Application vulnerability specialist Fortify says that reports of a US firm being hit by $52,000 phone bill after hackers gained unauthorised access to the company’s PBX, is a timely warning for all companies to protect their telephony resources.
“The advent of IP-enabled PBXs, and remotely- programmable conventional PBX systems means that hackers can rack up large phone bills on the unfortunate victim’s account,” says Robert Rachwald, Fortify’s director of product marketing.
Once a hacker has reprogrammed a company PBX to allow free dial- through international calls, one or more people act as `human operators,’ he explains, accepting payments – always in cash – and then allowing callers to place international calls.

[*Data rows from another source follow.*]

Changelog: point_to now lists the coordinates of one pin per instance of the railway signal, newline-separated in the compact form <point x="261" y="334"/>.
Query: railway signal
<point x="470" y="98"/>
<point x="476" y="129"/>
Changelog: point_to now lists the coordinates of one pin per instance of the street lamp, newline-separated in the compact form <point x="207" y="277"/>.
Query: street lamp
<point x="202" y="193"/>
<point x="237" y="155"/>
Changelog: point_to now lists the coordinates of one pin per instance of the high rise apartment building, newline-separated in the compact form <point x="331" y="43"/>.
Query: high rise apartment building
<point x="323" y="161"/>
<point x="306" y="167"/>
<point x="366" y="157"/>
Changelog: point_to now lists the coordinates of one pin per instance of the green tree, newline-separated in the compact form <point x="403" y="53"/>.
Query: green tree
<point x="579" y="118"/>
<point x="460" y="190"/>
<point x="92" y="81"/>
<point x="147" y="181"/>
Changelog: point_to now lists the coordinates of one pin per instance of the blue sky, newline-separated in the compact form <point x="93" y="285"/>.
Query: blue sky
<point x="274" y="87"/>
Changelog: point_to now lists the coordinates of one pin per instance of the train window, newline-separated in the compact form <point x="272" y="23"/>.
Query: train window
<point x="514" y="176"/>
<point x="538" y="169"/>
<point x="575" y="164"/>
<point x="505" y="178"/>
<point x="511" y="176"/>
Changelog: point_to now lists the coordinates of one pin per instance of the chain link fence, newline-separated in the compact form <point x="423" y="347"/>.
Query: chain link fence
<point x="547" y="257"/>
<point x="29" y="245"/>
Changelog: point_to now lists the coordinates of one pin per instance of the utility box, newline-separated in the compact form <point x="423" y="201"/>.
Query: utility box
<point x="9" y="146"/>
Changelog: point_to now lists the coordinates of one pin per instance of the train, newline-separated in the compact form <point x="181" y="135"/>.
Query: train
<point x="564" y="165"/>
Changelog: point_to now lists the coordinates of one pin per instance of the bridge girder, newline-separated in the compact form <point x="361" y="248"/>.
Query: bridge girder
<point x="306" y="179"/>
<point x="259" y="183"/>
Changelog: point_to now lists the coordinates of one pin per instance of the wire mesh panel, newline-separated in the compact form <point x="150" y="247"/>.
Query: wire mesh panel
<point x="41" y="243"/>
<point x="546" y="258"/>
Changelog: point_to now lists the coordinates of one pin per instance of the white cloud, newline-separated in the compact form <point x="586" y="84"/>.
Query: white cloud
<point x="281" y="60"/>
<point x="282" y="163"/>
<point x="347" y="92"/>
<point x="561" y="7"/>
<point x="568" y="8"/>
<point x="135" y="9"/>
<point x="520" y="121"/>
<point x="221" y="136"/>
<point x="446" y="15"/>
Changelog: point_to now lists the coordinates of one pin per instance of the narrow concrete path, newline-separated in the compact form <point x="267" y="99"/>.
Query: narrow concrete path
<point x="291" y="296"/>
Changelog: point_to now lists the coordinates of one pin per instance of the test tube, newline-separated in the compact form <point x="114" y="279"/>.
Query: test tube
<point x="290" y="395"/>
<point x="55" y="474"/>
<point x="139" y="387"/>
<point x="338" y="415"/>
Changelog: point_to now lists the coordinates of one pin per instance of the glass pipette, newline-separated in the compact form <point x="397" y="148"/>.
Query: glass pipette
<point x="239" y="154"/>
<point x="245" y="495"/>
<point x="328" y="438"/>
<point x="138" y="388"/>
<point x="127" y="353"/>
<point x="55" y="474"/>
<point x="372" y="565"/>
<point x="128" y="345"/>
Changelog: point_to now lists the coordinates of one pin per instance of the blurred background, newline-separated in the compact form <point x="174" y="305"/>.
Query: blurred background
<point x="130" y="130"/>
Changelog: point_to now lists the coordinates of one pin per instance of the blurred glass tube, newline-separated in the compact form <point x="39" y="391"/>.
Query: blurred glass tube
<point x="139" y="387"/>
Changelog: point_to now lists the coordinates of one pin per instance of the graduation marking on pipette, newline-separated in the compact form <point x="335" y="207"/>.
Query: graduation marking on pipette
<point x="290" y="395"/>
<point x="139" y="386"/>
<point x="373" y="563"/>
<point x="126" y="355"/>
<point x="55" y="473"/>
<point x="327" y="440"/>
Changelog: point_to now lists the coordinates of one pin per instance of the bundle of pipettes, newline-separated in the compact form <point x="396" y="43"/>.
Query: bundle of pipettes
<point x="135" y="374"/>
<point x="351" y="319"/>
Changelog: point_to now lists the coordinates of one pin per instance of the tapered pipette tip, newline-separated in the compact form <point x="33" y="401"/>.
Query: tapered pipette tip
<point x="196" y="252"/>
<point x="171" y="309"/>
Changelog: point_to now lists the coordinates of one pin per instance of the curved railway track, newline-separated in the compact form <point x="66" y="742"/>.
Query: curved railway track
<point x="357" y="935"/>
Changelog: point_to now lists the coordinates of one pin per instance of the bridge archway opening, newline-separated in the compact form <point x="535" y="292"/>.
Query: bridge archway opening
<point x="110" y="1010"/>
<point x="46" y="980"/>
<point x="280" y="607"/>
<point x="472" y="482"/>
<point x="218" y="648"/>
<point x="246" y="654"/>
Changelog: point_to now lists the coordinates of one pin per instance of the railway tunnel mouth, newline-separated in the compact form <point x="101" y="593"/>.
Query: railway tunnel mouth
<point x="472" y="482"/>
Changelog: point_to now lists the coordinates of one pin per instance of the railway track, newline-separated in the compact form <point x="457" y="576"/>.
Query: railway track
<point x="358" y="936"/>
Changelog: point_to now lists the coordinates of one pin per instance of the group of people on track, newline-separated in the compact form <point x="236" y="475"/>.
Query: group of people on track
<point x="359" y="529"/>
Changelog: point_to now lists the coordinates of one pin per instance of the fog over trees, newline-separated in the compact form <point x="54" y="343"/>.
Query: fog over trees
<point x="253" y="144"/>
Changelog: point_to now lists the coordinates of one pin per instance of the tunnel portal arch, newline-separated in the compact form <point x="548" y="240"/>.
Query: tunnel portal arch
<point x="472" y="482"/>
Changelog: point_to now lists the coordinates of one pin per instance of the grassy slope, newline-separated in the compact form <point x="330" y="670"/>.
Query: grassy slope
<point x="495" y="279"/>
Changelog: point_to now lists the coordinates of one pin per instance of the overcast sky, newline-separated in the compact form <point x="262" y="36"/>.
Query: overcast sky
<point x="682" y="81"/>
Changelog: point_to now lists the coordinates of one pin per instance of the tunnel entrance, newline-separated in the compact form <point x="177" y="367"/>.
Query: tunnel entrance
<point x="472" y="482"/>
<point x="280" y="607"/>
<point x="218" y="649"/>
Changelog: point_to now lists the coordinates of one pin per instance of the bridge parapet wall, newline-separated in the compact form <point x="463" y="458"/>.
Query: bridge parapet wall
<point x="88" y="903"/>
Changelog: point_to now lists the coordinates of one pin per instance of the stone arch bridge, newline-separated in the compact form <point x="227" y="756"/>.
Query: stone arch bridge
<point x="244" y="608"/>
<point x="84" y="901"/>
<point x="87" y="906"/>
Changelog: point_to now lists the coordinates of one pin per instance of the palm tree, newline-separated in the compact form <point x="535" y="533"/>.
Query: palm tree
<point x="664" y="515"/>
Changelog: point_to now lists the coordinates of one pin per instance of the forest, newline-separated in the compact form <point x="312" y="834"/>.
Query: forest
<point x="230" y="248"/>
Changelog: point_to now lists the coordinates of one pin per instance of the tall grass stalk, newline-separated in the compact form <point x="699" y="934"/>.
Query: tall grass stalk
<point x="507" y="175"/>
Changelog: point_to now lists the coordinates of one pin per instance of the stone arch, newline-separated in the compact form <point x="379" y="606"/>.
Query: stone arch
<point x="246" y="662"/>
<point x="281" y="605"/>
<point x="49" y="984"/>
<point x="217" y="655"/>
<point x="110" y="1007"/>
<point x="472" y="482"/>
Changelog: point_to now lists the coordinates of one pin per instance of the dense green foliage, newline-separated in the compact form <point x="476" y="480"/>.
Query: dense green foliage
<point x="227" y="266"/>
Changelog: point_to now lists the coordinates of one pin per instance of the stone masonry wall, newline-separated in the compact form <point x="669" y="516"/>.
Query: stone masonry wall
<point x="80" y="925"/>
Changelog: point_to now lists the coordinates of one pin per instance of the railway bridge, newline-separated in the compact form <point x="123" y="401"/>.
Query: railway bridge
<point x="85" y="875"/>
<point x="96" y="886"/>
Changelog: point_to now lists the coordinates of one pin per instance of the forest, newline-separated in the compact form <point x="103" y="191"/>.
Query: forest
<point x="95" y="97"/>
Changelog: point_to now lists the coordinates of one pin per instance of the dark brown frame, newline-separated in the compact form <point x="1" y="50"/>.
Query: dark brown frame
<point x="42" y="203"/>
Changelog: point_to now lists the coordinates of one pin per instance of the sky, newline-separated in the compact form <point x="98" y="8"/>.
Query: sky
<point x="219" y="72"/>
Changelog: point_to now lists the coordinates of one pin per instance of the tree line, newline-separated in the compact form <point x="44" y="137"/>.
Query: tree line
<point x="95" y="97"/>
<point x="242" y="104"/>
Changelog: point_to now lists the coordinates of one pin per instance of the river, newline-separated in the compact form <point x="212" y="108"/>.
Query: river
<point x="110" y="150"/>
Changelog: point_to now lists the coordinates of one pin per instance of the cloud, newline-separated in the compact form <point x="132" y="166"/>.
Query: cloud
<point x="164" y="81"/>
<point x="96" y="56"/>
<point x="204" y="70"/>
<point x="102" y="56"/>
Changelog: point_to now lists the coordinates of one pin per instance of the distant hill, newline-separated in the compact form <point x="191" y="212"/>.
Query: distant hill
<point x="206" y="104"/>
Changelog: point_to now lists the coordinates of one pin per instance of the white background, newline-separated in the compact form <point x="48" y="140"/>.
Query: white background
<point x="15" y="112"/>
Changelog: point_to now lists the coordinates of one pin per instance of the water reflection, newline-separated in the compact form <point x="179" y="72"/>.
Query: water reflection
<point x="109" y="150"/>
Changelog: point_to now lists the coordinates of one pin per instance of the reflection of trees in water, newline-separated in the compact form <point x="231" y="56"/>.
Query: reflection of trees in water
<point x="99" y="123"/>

Meanwhile, Fortify is also warning businesses to beware of hacker fall-out from the ongoing Israeli-Palestinian conflict – even those with the remotest connections to the Middle East.
“Our observations suggest that a large number of web sites have been defaced by a variety of hacker groups from Iran, Lebanon, Morocco and Turkey, and the trend is accelerating,” says Bruce Jenkins, a retired major with the US Air Force and current Fortify security expert.
“In the past, attacks were focused on the Department of Defense and other government organizations. But as the government, led by the US Air Force, have built up their cyber defences, hackers need to move to less suspecting targets.
“Basically this means that any company with an Internet connection and which has perceived or rumoured connections with the two countries involved in this conflict – or has links with allegedly partisan firms who are also connected – could find their web site and/or Internet-connected systems under active attack,” he adds.